I’m already in the last week of my visit, and as usual things have flown by too fast. This monsoon has been more spirited than last year’s, blanketing us in torrential downpours every night and through each morning. Finally this week the weather seems to have calmed down, but I’m missing the cool and comforting feeling of the rain closing us in with its clattering and clanging.
The main focus of our summer has been a new foray into the world of health care advocacy. We have a model for rural dental medicine, and we want Nepal’s government to fund dental clinics in all of its village Health Posts. Our idea is that if the government would set a standard at which it will finance rural dental services in the national health care system, then the global development industry will start doing what we’ve doing: training, mentoring, supervising and auditing rural dental technicians so they meet the standard (which we can help define). As far as I know, we’re the only organization in Nepal working on this particular topic in this way.
Like many developing world countries, there’s a complicated and often mutually distrustful relationship between the aid sector and the government of Nepal. This largely results in aid agencies privatizing their projects as much as possible; I’ve done this myself, because it’s easier to just do something right yourself than manage a hassle of hectic and sometimes exploitative bureaucracy. Mean time, weak governments spin out more and more self-serving regulations against a flood of foreign funding that is trying to silo itself. Ultimately, it’s development itself that suffers, as decades-old aid industries, still chasing down base level poverty, make apparent. So something that excites me about what we’re doing now is that, setting aside dental medicine itself, I see the process we’re in, if it works, as a strong example of effective collaboration between the private sector, which is great at risk-taking, innovation, and raising money, and a developing-world government, which, at least in Nepal, is by far the best option for scale and stability. I like to think this is a version of life where we all do what we’re good at, with respect for the reality that we need everybody if we’re going to think big and get somewhere.

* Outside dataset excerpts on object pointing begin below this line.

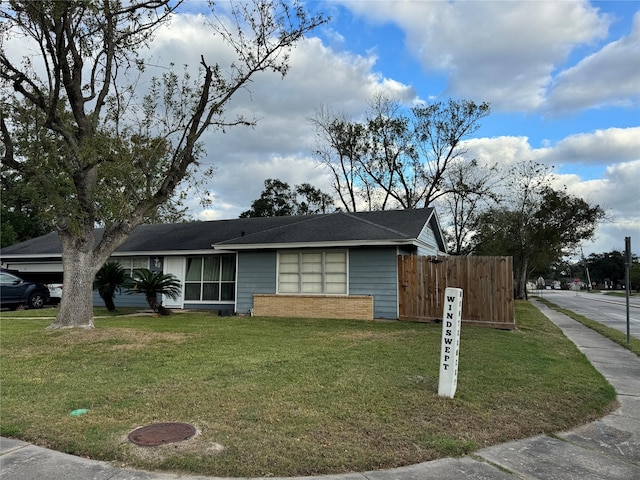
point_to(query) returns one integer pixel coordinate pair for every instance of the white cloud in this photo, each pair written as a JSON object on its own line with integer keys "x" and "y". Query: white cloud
{"x": 605, "y": 146}
{"x": 610, "y": 76}
{"x": 501, "y": 52}
{"x": 280, "y": 144}
{"x": 617, "y": 191}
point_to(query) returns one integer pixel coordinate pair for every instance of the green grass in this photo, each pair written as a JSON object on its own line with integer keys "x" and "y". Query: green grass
{"x": 51, "y": 312}
{"x": 288, "y": 397}
{"x": 611, "y": 333}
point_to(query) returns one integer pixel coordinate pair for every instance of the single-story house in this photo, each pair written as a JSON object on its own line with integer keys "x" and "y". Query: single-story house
{"x": 330, "y": 265}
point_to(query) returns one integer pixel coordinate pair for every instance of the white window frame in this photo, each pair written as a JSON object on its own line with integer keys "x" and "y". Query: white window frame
{"x": 290, "y": 275}
{"x": 203, "y": 281}
{"x": 130, "y": 264}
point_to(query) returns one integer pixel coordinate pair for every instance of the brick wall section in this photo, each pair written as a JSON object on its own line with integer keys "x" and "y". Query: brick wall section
{"x": 357, "y": 307}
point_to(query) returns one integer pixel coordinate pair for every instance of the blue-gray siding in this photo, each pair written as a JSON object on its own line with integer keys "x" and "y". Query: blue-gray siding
{"x": 256, "y": 274}
{"x": 373, "y": 271}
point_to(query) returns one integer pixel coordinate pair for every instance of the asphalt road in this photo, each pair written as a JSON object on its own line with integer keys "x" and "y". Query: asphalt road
{"x": 608, "y": 310}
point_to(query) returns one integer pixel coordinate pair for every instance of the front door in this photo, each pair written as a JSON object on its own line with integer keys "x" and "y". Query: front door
{"x": 174, "y": 266}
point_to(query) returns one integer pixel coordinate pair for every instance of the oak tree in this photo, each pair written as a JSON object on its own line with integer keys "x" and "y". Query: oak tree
{"x": 101, "y": 151}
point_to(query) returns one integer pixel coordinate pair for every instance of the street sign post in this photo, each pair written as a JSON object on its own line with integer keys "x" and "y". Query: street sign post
{"x": 627, "y": 266}
{"x": 450, "y": 348}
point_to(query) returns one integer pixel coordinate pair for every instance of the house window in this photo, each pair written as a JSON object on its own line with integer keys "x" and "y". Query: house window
{"x": 210, "y": 278}
{"x": 320, "y": 272}
{"x": 129, "y": 264}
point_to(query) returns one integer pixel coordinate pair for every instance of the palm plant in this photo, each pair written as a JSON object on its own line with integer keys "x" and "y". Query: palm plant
{"x": 109, "y": 280}
{"x": 153, "y": 284}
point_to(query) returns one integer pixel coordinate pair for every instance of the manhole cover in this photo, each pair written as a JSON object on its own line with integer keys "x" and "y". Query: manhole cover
{"x": 161, "y": 433}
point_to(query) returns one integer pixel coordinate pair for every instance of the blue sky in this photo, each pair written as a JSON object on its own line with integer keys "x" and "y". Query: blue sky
{"x": 562, "y": 78}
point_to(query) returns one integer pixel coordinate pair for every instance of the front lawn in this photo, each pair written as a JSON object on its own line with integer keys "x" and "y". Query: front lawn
{"x": 287, "y": 397}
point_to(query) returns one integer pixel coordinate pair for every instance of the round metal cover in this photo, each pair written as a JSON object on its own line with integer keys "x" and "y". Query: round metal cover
{"x": 161, "y": 433}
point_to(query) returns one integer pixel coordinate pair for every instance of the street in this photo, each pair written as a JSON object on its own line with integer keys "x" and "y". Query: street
{"x": 608, "y": 310}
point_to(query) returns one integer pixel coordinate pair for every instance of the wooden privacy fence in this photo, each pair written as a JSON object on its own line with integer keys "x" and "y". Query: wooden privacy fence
{"x": 487, "y": 283}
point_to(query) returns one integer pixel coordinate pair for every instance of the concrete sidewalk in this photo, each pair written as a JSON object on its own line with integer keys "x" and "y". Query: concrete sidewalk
{"x": 607, "y": 449}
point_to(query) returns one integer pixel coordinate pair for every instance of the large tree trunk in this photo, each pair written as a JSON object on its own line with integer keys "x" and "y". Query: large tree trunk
{"x": 79, "y": 264}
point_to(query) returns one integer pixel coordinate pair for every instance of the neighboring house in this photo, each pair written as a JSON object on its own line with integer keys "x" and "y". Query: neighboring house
{"x": 334, "y": 265}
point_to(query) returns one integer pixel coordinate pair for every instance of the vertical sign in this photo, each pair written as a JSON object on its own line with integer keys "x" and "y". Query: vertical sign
{"x": 627, "y": 266}
{"x": 450, "y": 349}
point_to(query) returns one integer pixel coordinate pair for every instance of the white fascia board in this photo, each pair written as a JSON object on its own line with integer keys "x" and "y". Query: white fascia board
{"x": 299, "y": 245}
{"x": 161, "y": 253}
{"x": 28, "y": 256}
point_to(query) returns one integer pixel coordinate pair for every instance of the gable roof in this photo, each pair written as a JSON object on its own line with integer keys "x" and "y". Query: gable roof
{"x": 390, "y": 227}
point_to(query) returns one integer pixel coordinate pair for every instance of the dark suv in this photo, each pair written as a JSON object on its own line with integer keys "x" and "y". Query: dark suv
{"x": 15, "y": 292}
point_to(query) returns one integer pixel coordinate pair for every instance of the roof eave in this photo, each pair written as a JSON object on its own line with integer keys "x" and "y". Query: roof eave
{"x": 336, "y": 244}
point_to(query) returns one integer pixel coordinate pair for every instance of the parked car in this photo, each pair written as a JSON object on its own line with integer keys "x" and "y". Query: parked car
{"x": 15, "y": 291}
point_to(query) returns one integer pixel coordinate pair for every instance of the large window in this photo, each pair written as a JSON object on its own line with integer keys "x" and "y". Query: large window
{"x": 211, "y": 278}
{"x": 129, "y": 264}
{"x": 313, "y": 272}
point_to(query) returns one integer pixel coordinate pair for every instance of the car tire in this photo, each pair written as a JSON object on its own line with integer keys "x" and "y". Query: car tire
{"x": 36, "y": 300}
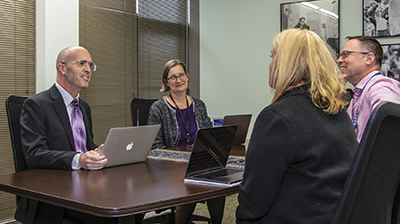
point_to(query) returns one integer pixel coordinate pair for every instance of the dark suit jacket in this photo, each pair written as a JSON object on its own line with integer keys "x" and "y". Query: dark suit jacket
{"x": 47, "y": 142}
{"x": 297, "y": 162}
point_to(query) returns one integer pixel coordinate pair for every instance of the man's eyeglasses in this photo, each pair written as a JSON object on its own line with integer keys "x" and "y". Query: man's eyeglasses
{"x": 345, "y": 54}
{"x": 83, "y": 63}
{"x": 181, "y": 76}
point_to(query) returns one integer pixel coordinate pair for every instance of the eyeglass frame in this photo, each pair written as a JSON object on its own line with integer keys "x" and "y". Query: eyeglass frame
{"x": 174, "y": 78}
{"x": 85, "y": 63}
{"x": 345, "y": 54}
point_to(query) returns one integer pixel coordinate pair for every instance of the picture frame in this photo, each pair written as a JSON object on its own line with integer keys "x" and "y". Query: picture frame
{"x": 381, "y": 18}
{"x": 320, "y": 16}
{"x": 391, "y": 61}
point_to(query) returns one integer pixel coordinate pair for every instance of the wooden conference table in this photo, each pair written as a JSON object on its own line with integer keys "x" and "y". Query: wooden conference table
{"x": 123, "y": 191}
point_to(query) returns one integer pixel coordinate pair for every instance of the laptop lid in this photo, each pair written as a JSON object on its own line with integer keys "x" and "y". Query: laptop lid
{"x": 127, "y": 145}
{"x": 243, "y": 121}
{"x": 211, "y": 148}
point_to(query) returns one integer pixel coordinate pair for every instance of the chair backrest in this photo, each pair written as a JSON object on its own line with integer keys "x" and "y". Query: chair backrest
{"x": 13, "y": 108}
{"x": 370, "y": 194}
{"x": 140, "y": 110}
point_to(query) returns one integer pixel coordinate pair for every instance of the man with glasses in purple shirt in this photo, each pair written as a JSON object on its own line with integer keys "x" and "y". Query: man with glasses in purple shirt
{"x": 360, "y": 61}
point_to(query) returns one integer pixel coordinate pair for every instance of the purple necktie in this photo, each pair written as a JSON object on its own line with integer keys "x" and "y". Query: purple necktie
{"x": 357, "y": 93}
{"x": 78, "y": 128}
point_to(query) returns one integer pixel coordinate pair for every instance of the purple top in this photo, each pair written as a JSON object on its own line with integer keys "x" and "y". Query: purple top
{"x": 192, "y": 125}
{"x": 379, "y": 89}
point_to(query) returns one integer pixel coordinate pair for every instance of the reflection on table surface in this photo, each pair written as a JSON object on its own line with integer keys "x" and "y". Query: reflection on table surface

Now then. Should you choose to work on rights-based health care policy in the developing world, which you might have been considering, here is your primer on how to get started (after refining your particular service of choice for 10 years).
Our advocacy happens at three levels, beginning with the village level, where we’ve been pushing for permanent local government funding. This is not for the faint of heart and best suited for people with a good sense of humor. You’d better be down for a ride that’s 90% culture and 10% policy, and heavily focused on navigating relationships, social dynamics, and weather. The village level is where we’ve focused most in the past, so we’re reasonably adept at this…except that the reality is that institutional services just aren’t very stable at this level.
Next is the district government, where we’ve previously had only very simplistic coordination, such as required letters to required people. But it’s the district government that sanctions and distributes village budgets, so without support here, it’s a lot harder to get anywhere at the local level. The other day we had a District Coordination Meeting where our program director and I presented (in Nepali!) on the role of the government in extending our oral health care model to its predominately rural population, filling a gaping hole in the primary health care system. This meeting exceeded our expectations – we received a lot of positive feedback and useful criticism. I was lavishly complemented, of course, on my village accent.
Lastly, the day before I leave Nepal, we’ll have our first workshop at the central level in Kathmandu, and with this, we’re leaping in to completely new territory. But this is ultimately where it’s at: it’s the central government that fixes funding priorities and distributes earmarked budgets through the national health care system. Recognition of our model at this level would set up a standardized place for rural technicians in Health Posts, providing a framework for agencies with a lot more money to invest in creating rural dental technicians who can then be permanently staffed by Nepal’s own government.
We’re feeling emboldened and encouraged after learning a lot from each and every meeting we’ve had so far. Despite my own resistance in the past to clunky public systems, at this stage of the game, I’m finding some of the cumbersome government procedures to be oddly reassuring. They give us steps to take. We’ve met some very decent and hardworking public officials over the summer, even if they receive us with skepticism and give us some hard knocks. I think this has actually grown our confidence. We can wait for the meetings, answer the questions, submit the documents, do all the things, because we have confidence in our product. There’s also the humbling reality that the government has plenty of reasons to be cynical of the social work sector, so if we have to prove ourselves, that’s fair. It’s forcing us to be both meticulous and more adaptable…eventually, we’re responsible for creating our own good luck.
Besides that, rice planting season concludes with a wonderful festival where everyone puts on green bangles and paints their hands with henna. Kaskikot’s premier henna-drawer has become none other than yours truly. What did you expect with an activity where people let you doodle on them with temporarily-staining plants?! Govinda’s porch had an hour long wait for these skillz on Saun 1.
The best thing about the henna designs is that you start with an idea, and then it becomes a meditation that designs itself, following a pattern in the creases and borders of someone’s palm, incorporating smudges and wayward marks in to unexpected flowers and vines. You just can’t say before you start exactly what you’re gonna make.